Cela passera notamment par des recrutements. Le Cese reprend à son compte l’une des recommandations contenues dans le rapport d’information publié en mars par les députées Monique Iborra (La République en marche) et Caroline Fiat (La France insoumise). Il recommande de « rendre immédiatement opposable », pour l’ensemble des Ehpad, qu’ils soient publics ou privés, une « normale minimale d’encadrement » de 60 aides-soignants et infirmiers pour 100 résidents. Ce plancher reviendrait à doubler le nombre de personnels « au chevet » actuel. Le Cese appelle aussi à confirmer l’objectif d’un agent par résident fixé par le plan « Solidarité grand âge » en 2006.

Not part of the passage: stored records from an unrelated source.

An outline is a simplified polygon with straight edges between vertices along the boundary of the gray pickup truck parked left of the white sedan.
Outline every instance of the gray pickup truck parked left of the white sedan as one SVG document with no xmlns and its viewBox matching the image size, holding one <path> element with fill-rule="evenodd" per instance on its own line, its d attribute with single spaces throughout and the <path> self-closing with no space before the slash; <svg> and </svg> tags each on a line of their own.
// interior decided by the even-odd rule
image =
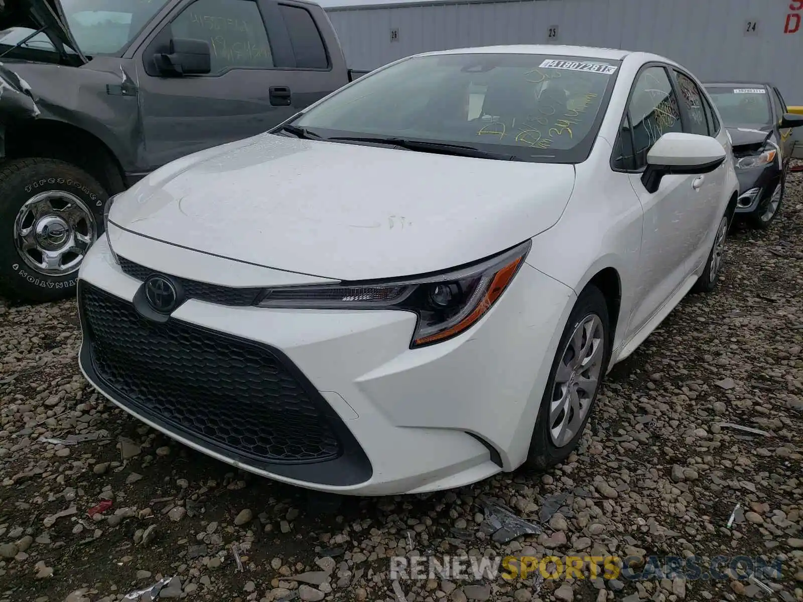
<svg viewBox="0 0 803 602">
<path fill-rule="evenodd" d="M 305 0 L 0 0 L 0 295 L 73 295 L 109 196 L 357 76 Z"/>
</svg>

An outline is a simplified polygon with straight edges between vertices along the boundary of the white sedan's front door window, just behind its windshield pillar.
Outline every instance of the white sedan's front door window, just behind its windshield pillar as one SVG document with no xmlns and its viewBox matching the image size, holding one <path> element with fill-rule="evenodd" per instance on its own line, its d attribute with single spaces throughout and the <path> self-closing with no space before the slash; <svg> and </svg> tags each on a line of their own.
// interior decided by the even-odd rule
<svg viewBox="0 0 803 602">
<path fill-rule="evenodd" d="M 682 132 L 678 98 L 663 67 L 647 67 L 633 87 L 626 118 L 619 132 L 617 169 L 646 166 L 647 153 L 666 132 Z M 629 141 L 622 138 L 630 137 Z"/>
</svg>

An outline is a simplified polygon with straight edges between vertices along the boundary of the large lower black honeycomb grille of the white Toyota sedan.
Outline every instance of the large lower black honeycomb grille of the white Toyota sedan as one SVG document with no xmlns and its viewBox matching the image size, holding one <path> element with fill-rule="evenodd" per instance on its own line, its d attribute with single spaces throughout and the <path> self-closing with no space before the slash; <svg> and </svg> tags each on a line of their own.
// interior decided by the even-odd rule
<svg viewBox="0 0 803 602">
<path fill-rule="evenodd" d="M 279 352 L 177 319 L 151 322 L 88 283 L 79 301 L 92 370 L 133 411 L 260 462 L 342 453 L 332 409 Z"/>
</svg>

Au niveau médical, le Cese demande de « garantir » la présence d’un infirmier de nuit et médecin pour chaque établissement. Il recommande en outre de « réaménager les temps de travail des personnels pour leur assurer des conditions de travail décentes ».

 Des créations de postes dans d’autres catégories de métiers sont préconisées : accompagnants éducatifs, sociaux ou encore psychologiques.

Le 12 avril, lors de son passage au 13h de TF1, Emmanuel Macron s’était d’ailleurs engagé à « faire plus pour les personnels des Ehpad ».

Appel à réduire les inégalités entre territoires

Le constat porté la réforme de la tarification des Ehpad, est aussi sévère. « Une réponse doit lui être apportée », demande le Cese.

Le rapport met en lumière le grand écart entre les tarifs des places dans les Ehpad, selon leur localisation. Ils peuvent varier du simple au double : de 1612 euros dans la Meuse à 3154 euros à Paris. Le prix moyen en France s’élevait à 1949 euros en 2016, loin de la pension reçue en moyenne par les retraités, qui atteignait 1376 euros fin 2015.

La réforme de la tarification n’a pas permis de limiter la part du tarif dédié à l’hébergement, celle qui constitue l’essentiel du reste à charge pour les résidents et leurs familles et qui est susceptible de varier le plus d’un endroit à l’autre.

Elle n’a pas non plus permis de réduire les disparités entre les départements, souligne le Cese. Il appelle à « revaloriser immédiatement le tarif soins », et à fixer d’autres critères (en dehors des besoins en soins et du  niveau de dépendances des résidents) dans la définition des dotations aux Ehpad.

Jugeant que le « système en vigueur est facteur d’inégalités », le Cese souligne que même si les départements sont autonomes dans la gestion de la politique de l’âge et du handicap, la Caisse nationale de solidarité pour l'autonomie a pour mission de « préserver l’égalité des usagers ».

« Ce sont maintenant les différences dans les niveaux des aides qu’il faut soit réduire, soit justifier », estime le Cese. Sans écarter l’existence de spécificités locales, il recommande qu’un travail de rapprochement des niveaux de l’APA (allocation personnalisée à l'autonomie) soit conduit par la Caisse Nationale de Solidarité pour l'Autonomie, « en lien avec les départements ».

Cette série de recommandations intervient alors que le ministère de la Santé doit dévoiler ce mois-ci une feuille de route sur la prise en charge des personnes âgées, et préciser ses solutions « d’ici la fin de l’année ».